Particularly if the Hound has stuck his head into someone’s shopping bag or poked a neighbor in the backside.

2. Eat Healthy Food: This one only works if the Hound somehow dislikes the healthy food and is disinclined to steal it. Hounds impede the eating of any type of food through mechanisms such as stealing it, leaving nose prints on it, flinging great gobs of shimmering drool upon it or releasing large quantities of appetite suppressing gas

at meal times.

3. Get a Better Job: Hounds can be quite helpful in this regard owing to the incentive our humans have to earn increasing amounts of money to pay for all the stuff we destroy, our vet bills and the large numbers of toys we require to distract us so we don’t destroy even more stuff. That is in addition to acquiring excellent health insurance benefits for the odd Hound-related tumble down the stairs and other such mishaps.

In addition, humans who live with Hounds make excellent employees as their Hounds permit them to take few vacations.

4.Get fit and lose weight: Here we Hounds really excel at being helpful (if you net out the gin effect). We require copious amounts of outdoor exercise (cardio), pull like freight trains (abs and upper body) and change directions abruptly and powerfully in response to scent that you can’t see or smell (balance, agility and flexibility).

We also make eating rather difficult (see eat healthy food) and are prone to exercising our droit de seigneur in the matter of food sharing, particularly for foods high in calories.

5. Save Money: We Hounds do not encourage the saving of money; we encourage (require might be more accurate) the spending of money. On us.

6. Quit Smoking: Hounds can help with this. First if you smoke it is difficult to breath when in pursuit of a Hound in pursuit of a fast moving furry animal, a dog it wants to play with or a distant piece of garbage detected by its powerful nose. Second, the money spent on cigarettes is going to be needed to pay the Hound’s bills.
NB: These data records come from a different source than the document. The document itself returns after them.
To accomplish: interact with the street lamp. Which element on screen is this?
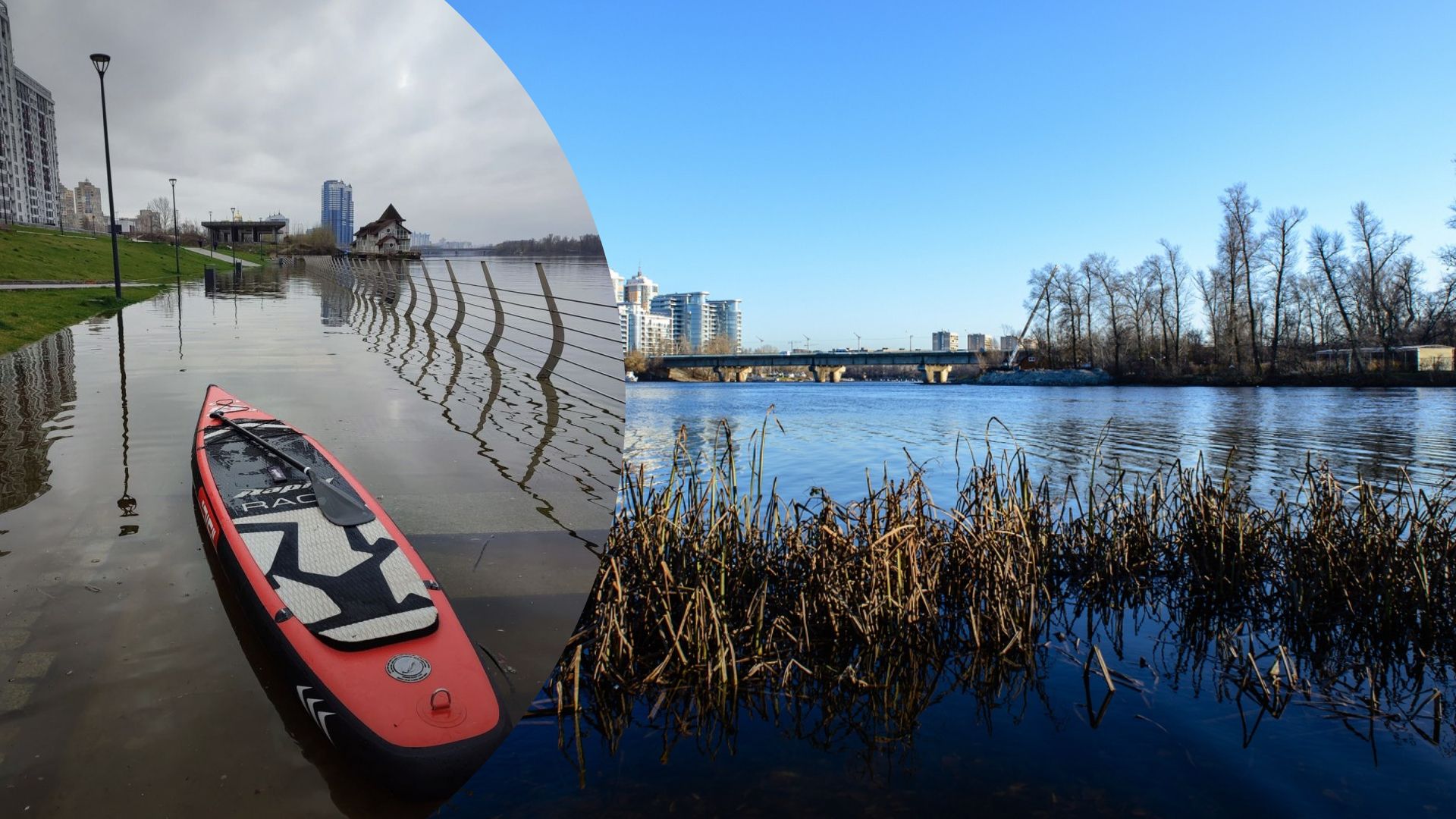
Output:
[92,54,121,299]
[168,177,182,283]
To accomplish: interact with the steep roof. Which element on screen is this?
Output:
[354,202,413,236]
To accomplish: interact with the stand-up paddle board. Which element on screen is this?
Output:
[192,384,508,795]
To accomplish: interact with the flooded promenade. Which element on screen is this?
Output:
[0,259,625,816]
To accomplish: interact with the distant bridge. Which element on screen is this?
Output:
[416,245,492,258]
[663,350,999,383]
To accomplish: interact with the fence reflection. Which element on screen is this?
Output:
[0,329,76,512]
[306,258,623,531]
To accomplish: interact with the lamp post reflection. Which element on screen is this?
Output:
[117,310,141,536]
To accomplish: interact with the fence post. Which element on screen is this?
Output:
[536,262,566,381]
[481,259,505,354]
[419,261,440,328]
[446,259,464,338]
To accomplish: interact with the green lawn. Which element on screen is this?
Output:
[0,228,265,283]
[0,285,162,353]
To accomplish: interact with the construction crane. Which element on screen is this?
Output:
[1003,265,1057,370]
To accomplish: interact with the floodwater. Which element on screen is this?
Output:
[443,383,1456,816]
[0,259,623,816]
[623,381,1456,500]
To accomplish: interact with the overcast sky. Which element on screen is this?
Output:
[8,0,595,242]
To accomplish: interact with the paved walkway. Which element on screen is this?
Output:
[182,246,258,267]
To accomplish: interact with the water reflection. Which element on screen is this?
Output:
[625,381,1456,498]
[0,329,76,513]
[0,259,622,814]
[117,310,140,535]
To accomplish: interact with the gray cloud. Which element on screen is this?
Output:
[9,0,595,242]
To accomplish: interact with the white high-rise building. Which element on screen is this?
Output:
[0,0,61,224]
[617,270,657,307]
[617,302,673,351]
[607,267,626,305]
[609,268,742,356]
[708,299,742,353]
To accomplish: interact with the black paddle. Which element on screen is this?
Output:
[211,410,374,526]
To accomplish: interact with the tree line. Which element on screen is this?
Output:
[1025,182,1456,378]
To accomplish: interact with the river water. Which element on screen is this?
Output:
[0,259,623,816]
[444,383,1456,816]
[623,381,1456,500]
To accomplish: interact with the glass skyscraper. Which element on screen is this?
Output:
[318,179,354,248]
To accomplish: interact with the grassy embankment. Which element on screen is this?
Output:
[0,284,165,354]
[551,427,1456,761]
[0,228,265,353]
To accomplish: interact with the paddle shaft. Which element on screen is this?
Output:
[212,411,313,479]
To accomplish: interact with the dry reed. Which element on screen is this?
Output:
[551,422,1456,755]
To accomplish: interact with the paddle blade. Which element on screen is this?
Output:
[304,469,374,526]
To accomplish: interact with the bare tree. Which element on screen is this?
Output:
[1082,253,1127,373]
[1350,201,1410,356]
[1219,182,1260,375]
[1261,207,1309,373]
[1309,228,1364,373]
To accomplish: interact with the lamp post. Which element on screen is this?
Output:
[168,177,182,280]
[92,54,121,299]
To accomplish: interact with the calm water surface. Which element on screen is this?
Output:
[625,381,1456,500]
[0,259,623,816]
[443,383,1456,816]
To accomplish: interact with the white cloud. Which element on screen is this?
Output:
[9,0,595,242]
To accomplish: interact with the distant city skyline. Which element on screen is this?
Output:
[0,0,63,224]
[9,0,595,242]
[609,270,744,356]
[456,0,1456,347]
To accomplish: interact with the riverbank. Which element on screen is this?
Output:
[0,226,266,283]
[0,226,265,353]
[0,284,165,354]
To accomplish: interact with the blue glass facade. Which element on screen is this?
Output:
[318,179,354,248]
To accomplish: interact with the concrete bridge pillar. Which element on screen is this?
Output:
[920,364,951,383]
[810,364,845,383]
[714,367,753,383]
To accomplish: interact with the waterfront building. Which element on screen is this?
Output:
[617,302,674,357]
[351,204,410,253]
[708,299,742,353]
[1315,344,1456,373]
[136,209,162,233]
[652,290,714,350]
[318,179,354,248]
[965,332,994,353]
[622,268,657,307]
[202,217,287,245]
[73,179,106,231]
[0,0,61,224]
[607,267,626,305]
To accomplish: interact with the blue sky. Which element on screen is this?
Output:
[453,0,1456,347]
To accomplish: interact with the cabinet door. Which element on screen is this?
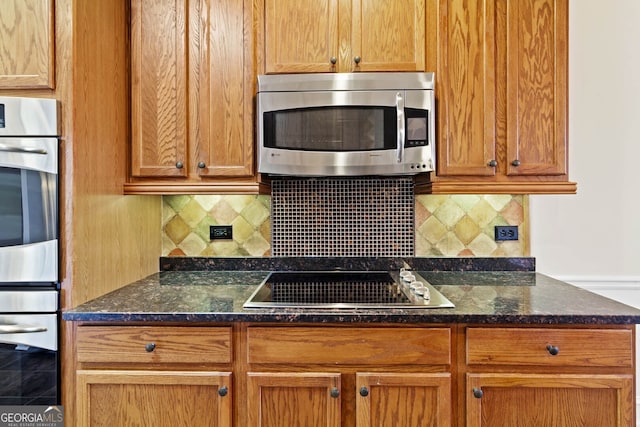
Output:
[356,373,451,427]
[352,0,426,71]
[258,0,344,74]
[466,374,635,427]
[0,0,55,89]
[131,0,189,177]
[247,372,341,427]
[76,370,232,427]
[436,0,497,176]
[196,0,254,178]
[506,0,569,175]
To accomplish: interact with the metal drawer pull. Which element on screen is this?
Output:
[547,344,560,356]
[0,323,47,334]
[0,144,48,154]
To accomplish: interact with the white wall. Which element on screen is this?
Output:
[529,0,640,425]
[530,0,640,279]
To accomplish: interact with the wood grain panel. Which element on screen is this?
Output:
[466,374,635,427]
[247,327,451,365]
[0,0,55,89]
[466,328,634,368]
[77,370,232,427]
[247,372,341,427]
[436,0,497,176]
[507,0,568,175]
[259,0,340,74]
[356,373,452,427]
[198,0,253,177]
[352,0,426,71]
[76,326,231,363]
[131,0,189,177]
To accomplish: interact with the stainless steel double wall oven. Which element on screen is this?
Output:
[0,97,60,405]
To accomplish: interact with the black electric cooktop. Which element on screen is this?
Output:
[244,271,453,309]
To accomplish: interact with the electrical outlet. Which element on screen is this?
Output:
[495,225,518,242]
[209,225,233,240]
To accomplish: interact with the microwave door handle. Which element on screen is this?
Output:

7. Manage Stress: Although normal dogs have been shown to lower blood pressure we Hounds are guaranteed to raise it. But we can help you achieve a Zen-like tranquility if you are willing to forgo your attachment to material objects and the esteem and approval of your fellow humans.

8. Take a Vacation: Don’t even think about it.

Well I think that is all for this week. The New Year is off to a fine if smelly start.

Until next time,

Wimsey, a Resolute Hound


D.K. Wall said...

We keep trying to explain how good we canines are for humans. What a great post to summarize how we can help with New Years Resolutions.

Bentley said...

I help my humans lower there stress level too! They are now much less stressed about the perfect appearance of house and clothing - upon noticing drool on the wall, they are no longer alarmed, but have accepted their fate and simply get on with the day.

tom said...

Sir Wimsey,

I would love to go for an oppositional tow with you...

(Followed by the requisite physical therapy.)